Sisi was to host a lavish dinner later on Thursday and guests were to be treated to Verdi's Opera Aida.

The yacht was an ambivalent symbol, since King Farouk, the last monarch to rule Egypt, sailed into exile in Italy aboard it after being ousted by the military in 1952.

Egypt had been reeling from years of turmoil since the Arab Spring uprising that deposed autocrat Hosni Mubarak in 2011, and many of the country's nearly 90 million population have suffered from a slower economy, a fall in tourism and high inflation.

The government believes the New Suez Canal and an industrial zone to be developed around it will seal Egypt's deliverance from economic purgatory - to the skepticism of some.

The project involved extending a waterway parallel to part of the 19th century canal connecting the Mediterranean to the Red Sea, as well as deepening and widening the old channel - the shortest shipping route between Europe and Asia.

In Cairo's Tahrir Square a crowd of about 300 gathered in the square honking horns with the color of the Egyptian flag.

"This isn't just for me, it's for my children and grandchildren. This is for the whole world," said 50-year-old Gamal Amin.

But not everyone was enthralled. "There isn't anything new to be celebrating. There are more important things for Egyptian people that this money could have been used for," said Mahmoud, 24, walking past Tahrir.

WISHFUL THINKING

For many Egyptians, as well as economists and experts, the immediate benefits of the expansion, funded largely by a public subscription in Egypt, are not obvious.

The Suez Canal Authority expects a windfall of additional revenue -- $13.23 billion in annual revenue by 2023 from just over $5 billion in 2014, with the number of daily vessels rising from 49 to 97 over the same period.
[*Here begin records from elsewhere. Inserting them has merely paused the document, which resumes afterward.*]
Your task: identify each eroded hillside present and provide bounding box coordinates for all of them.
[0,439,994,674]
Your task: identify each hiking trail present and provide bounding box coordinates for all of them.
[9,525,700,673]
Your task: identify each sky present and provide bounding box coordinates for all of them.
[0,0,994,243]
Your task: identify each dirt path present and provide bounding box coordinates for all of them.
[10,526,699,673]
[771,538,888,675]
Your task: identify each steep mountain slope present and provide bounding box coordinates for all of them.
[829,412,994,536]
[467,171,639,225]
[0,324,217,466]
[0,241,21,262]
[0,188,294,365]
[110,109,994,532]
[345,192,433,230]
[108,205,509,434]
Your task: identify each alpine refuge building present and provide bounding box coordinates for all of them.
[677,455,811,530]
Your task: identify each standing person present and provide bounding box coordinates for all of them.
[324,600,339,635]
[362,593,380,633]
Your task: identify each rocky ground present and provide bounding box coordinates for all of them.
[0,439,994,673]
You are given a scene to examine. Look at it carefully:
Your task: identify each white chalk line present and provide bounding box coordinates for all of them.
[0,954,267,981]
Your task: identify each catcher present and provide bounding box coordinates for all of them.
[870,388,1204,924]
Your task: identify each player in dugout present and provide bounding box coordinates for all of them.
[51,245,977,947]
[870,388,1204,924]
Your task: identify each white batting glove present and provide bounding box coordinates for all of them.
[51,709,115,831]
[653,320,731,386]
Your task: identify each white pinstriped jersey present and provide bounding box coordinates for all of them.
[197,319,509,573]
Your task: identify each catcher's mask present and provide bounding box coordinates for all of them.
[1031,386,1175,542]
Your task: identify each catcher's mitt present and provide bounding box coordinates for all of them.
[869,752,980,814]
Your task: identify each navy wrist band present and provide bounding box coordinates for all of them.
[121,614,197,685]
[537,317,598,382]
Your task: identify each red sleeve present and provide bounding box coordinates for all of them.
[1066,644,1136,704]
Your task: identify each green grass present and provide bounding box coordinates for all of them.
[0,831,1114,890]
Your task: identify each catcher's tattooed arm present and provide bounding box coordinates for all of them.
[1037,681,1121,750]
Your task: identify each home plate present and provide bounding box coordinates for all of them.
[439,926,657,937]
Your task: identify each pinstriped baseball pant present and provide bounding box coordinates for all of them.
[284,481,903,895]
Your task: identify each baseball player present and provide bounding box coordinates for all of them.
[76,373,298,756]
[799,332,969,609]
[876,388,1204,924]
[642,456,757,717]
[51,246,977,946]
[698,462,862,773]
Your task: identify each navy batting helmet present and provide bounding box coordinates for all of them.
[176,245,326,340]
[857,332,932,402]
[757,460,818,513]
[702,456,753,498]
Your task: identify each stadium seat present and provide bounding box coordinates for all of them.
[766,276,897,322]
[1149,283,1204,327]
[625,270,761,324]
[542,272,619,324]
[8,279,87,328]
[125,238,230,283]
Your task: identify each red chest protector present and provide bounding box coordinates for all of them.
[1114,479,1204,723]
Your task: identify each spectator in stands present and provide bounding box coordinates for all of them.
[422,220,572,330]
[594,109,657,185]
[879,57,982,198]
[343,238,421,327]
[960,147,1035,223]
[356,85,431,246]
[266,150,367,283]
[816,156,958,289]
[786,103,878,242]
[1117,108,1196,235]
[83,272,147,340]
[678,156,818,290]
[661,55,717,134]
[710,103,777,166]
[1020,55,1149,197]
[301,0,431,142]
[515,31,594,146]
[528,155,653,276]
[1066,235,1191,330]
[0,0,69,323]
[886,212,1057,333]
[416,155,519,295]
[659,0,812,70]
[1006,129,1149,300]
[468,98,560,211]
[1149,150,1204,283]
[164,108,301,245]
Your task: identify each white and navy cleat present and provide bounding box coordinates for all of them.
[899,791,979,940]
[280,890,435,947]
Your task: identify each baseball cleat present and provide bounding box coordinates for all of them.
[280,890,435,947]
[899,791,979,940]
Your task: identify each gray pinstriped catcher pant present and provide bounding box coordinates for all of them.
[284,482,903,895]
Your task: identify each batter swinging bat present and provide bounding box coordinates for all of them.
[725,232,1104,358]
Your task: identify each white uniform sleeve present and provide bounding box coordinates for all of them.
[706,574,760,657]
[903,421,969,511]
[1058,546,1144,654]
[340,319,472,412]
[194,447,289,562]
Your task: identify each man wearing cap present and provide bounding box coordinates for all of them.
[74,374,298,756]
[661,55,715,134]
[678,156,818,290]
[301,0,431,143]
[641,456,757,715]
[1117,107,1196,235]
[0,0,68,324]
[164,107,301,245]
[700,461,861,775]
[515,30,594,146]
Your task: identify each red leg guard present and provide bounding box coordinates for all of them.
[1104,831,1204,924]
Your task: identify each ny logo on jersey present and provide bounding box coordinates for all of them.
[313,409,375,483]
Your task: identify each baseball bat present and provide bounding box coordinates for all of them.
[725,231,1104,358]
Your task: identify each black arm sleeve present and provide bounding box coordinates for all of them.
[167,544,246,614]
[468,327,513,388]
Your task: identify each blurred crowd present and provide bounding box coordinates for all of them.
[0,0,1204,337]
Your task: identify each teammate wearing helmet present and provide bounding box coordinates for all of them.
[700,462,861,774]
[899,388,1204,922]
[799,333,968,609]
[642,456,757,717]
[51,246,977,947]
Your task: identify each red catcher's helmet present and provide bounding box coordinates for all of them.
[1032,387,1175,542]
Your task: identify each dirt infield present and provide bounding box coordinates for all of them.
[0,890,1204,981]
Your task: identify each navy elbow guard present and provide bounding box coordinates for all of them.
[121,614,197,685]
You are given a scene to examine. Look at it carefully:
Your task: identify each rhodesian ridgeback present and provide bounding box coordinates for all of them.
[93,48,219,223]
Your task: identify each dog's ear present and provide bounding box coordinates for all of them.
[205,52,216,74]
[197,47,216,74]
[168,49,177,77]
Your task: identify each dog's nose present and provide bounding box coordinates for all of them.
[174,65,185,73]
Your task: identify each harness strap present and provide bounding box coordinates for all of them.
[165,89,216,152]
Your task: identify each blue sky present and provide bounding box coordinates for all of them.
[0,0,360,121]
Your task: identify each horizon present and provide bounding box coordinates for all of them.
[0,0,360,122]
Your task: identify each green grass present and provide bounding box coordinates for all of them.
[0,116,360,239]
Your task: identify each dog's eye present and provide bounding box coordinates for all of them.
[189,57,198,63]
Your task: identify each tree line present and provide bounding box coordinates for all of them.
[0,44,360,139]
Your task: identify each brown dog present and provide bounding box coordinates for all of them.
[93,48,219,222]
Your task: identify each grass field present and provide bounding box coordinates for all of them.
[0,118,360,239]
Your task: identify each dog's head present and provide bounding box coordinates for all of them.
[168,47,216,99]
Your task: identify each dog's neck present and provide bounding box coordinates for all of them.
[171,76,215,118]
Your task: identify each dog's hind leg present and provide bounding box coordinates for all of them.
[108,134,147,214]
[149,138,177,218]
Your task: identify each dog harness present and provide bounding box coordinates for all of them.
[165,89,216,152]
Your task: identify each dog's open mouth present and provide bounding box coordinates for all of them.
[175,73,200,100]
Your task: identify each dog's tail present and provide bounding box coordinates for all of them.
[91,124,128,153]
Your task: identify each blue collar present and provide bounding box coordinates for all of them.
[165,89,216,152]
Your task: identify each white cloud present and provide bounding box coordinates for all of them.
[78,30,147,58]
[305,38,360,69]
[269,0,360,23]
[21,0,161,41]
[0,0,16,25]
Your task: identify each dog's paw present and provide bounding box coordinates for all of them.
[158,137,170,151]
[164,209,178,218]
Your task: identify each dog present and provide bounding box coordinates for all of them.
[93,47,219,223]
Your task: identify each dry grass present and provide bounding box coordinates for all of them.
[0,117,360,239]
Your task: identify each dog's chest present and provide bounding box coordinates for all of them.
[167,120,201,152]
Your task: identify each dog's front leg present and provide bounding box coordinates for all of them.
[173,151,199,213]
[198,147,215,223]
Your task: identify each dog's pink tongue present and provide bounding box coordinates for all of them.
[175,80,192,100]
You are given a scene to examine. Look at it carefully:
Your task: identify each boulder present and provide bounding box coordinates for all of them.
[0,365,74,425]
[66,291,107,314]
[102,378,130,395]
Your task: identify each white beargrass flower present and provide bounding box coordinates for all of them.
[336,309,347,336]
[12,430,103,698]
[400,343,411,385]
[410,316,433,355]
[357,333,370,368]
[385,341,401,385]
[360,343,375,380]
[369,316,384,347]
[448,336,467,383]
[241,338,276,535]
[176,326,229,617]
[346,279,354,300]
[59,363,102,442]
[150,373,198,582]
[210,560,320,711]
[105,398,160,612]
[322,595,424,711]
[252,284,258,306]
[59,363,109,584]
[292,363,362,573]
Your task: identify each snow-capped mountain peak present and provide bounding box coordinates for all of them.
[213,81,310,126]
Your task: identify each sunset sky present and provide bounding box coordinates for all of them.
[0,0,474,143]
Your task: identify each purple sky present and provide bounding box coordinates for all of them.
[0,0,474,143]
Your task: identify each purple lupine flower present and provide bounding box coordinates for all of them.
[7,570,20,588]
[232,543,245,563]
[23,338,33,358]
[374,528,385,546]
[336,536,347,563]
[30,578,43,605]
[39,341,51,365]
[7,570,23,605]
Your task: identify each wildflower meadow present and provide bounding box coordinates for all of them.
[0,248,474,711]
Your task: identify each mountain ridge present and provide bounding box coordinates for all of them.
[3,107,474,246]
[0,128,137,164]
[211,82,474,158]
But sluggish world trade, competition from an expanded Panama Canal and a slower Chinese economy make it unlikely the project can achieve its revenue targets anytime soon or bring about a significant fall in unemployment from about 13 percent.

Some economists have branded the projections 'wishful thinking' especially since Suez Canal revenue growth has failed to keep pace with growth in world trade since 2011.

But British Defense Secretary Michael Fallon praised the project as a "modern wonder". Britain, Egypt's former colonial power, France and Israel launched an ill-fated attack on Egypt after Nasser nationalized the canal in 1956, but were forced to withdraw largely due to U.S. and Soviet pressure.